I think that the idea is to give the isomorphism by specifying the action on the basis (i.e the paths of certain length) that is given two arrows $\alpha$ from a vertex $1$ to say $2$ and a map $\beta$ from vertex $2$ to $3$ assign the reverse walk $\beta^{-1} \alpha^{-1}$ no? my question is, how do we prove it rigorously? I'm having trouble writing it formally because I think we still have consider cases when the source and target don't coincide.
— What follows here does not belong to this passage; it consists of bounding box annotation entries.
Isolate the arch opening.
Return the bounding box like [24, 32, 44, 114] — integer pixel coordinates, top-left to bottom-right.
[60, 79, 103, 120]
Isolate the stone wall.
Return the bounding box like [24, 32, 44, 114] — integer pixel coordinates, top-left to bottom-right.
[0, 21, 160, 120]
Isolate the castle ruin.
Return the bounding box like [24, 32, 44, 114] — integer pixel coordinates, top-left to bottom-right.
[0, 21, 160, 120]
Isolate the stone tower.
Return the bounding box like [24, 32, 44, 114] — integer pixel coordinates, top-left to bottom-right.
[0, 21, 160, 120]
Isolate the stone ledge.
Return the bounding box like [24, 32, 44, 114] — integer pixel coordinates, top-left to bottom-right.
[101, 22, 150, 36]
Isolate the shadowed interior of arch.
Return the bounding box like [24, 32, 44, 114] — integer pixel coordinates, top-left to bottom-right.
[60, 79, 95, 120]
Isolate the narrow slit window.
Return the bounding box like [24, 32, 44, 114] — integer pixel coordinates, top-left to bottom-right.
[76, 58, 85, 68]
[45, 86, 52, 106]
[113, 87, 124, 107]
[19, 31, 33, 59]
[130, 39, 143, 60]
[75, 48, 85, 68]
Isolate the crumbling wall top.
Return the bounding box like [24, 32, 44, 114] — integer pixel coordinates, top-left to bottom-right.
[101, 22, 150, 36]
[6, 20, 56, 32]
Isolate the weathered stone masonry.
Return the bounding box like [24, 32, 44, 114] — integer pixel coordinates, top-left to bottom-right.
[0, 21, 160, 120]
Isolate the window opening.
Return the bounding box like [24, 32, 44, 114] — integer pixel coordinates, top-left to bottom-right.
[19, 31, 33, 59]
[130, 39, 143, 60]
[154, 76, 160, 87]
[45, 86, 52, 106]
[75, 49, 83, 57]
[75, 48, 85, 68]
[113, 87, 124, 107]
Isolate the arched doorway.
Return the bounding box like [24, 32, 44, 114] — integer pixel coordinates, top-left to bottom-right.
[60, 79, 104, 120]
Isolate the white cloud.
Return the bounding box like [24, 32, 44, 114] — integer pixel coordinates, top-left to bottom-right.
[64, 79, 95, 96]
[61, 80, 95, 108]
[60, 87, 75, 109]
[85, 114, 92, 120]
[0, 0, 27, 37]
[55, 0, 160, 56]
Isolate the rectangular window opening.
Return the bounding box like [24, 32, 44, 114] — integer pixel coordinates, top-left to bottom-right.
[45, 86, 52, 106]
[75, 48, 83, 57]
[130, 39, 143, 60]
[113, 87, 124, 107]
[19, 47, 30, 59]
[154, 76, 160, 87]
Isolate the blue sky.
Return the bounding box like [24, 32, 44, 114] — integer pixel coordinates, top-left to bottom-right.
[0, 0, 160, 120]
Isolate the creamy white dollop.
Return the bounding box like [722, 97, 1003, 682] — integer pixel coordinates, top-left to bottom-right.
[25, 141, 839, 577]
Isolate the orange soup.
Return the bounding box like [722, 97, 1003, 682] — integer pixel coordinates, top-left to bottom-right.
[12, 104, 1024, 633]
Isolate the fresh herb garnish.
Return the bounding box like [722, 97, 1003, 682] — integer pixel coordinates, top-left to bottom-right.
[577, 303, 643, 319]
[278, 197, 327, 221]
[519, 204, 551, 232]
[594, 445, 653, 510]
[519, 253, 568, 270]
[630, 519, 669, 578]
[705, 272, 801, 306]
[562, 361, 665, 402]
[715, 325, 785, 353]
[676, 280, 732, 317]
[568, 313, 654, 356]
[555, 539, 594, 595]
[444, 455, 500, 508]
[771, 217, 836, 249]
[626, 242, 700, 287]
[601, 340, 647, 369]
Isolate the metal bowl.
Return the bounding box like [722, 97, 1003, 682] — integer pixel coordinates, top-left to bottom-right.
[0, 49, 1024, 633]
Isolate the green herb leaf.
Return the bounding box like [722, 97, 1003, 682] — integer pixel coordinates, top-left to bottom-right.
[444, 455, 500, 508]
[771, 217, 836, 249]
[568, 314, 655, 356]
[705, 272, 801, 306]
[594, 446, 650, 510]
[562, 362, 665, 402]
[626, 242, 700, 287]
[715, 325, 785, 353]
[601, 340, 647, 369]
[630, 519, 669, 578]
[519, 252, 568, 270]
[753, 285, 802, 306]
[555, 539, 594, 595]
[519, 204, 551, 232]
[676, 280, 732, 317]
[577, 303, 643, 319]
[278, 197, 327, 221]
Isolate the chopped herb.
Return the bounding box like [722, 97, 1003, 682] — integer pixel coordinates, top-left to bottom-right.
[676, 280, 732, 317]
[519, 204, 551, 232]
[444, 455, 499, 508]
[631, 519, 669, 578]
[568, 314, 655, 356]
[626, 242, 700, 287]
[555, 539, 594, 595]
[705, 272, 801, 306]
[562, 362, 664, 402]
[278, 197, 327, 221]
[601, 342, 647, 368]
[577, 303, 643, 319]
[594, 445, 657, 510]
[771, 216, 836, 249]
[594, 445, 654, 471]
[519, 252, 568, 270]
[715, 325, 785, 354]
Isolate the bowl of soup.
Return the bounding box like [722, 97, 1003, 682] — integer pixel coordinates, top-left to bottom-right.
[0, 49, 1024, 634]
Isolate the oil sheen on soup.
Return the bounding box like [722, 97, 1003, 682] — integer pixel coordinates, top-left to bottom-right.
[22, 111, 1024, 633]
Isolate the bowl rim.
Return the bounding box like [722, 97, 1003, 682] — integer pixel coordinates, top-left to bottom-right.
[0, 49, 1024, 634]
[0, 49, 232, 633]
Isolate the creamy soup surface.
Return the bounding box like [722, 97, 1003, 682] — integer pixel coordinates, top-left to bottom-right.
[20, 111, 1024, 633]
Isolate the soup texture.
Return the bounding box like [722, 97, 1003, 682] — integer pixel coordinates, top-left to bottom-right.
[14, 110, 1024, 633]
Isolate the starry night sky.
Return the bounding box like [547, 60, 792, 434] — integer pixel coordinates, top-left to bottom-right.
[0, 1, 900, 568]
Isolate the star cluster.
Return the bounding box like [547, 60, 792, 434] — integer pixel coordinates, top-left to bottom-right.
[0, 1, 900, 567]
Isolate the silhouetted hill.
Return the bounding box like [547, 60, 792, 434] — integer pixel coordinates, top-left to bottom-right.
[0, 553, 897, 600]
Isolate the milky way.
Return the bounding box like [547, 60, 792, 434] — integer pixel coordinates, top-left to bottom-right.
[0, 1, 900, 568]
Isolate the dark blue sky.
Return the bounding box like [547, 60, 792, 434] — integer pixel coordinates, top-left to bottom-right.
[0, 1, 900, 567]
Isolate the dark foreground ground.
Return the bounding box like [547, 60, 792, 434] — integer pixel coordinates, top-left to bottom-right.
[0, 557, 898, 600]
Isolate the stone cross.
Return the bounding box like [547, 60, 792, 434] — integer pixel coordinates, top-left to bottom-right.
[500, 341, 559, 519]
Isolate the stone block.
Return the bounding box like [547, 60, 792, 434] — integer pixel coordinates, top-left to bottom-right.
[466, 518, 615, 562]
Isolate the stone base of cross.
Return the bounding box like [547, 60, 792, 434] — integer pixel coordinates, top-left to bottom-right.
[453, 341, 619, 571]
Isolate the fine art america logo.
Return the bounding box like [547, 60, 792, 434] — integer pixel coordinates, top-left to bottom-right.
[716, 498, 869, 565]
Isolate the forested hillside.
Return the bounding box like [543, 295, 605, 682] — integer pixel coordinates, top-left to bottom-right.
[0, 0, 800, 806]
$2$. Let $Q=(Q_{0},Q_{1})$ be a finite and acyclic quiver. Prove $KQ$ is connected if and only if $KQ/R^{2}$ is connected where $R$ is the arrow ideal of $kQ$.

I think I have this one. Let me mention some results which are proved (page $47$ and $55$)

Result $1$. Let $Q$ be a finite quiver, then $KQ$ is connected if and only if $Q$ is a connected quiver.

Result $2$. Let $Q$ be a finite quiver and let $I$ be an admissible ideal of $KQ$. Then $KQ/I$ is connected if and only if $Q$ is a connected quiver.

So suppose first that $KQ$ is connected, then by by result $1$ it follows that $Q$ is a connected quiver. Now note that $R^{2}$ is an admissible ideal so by result $2$ it follows that $KQ/R^{2}$ is connected.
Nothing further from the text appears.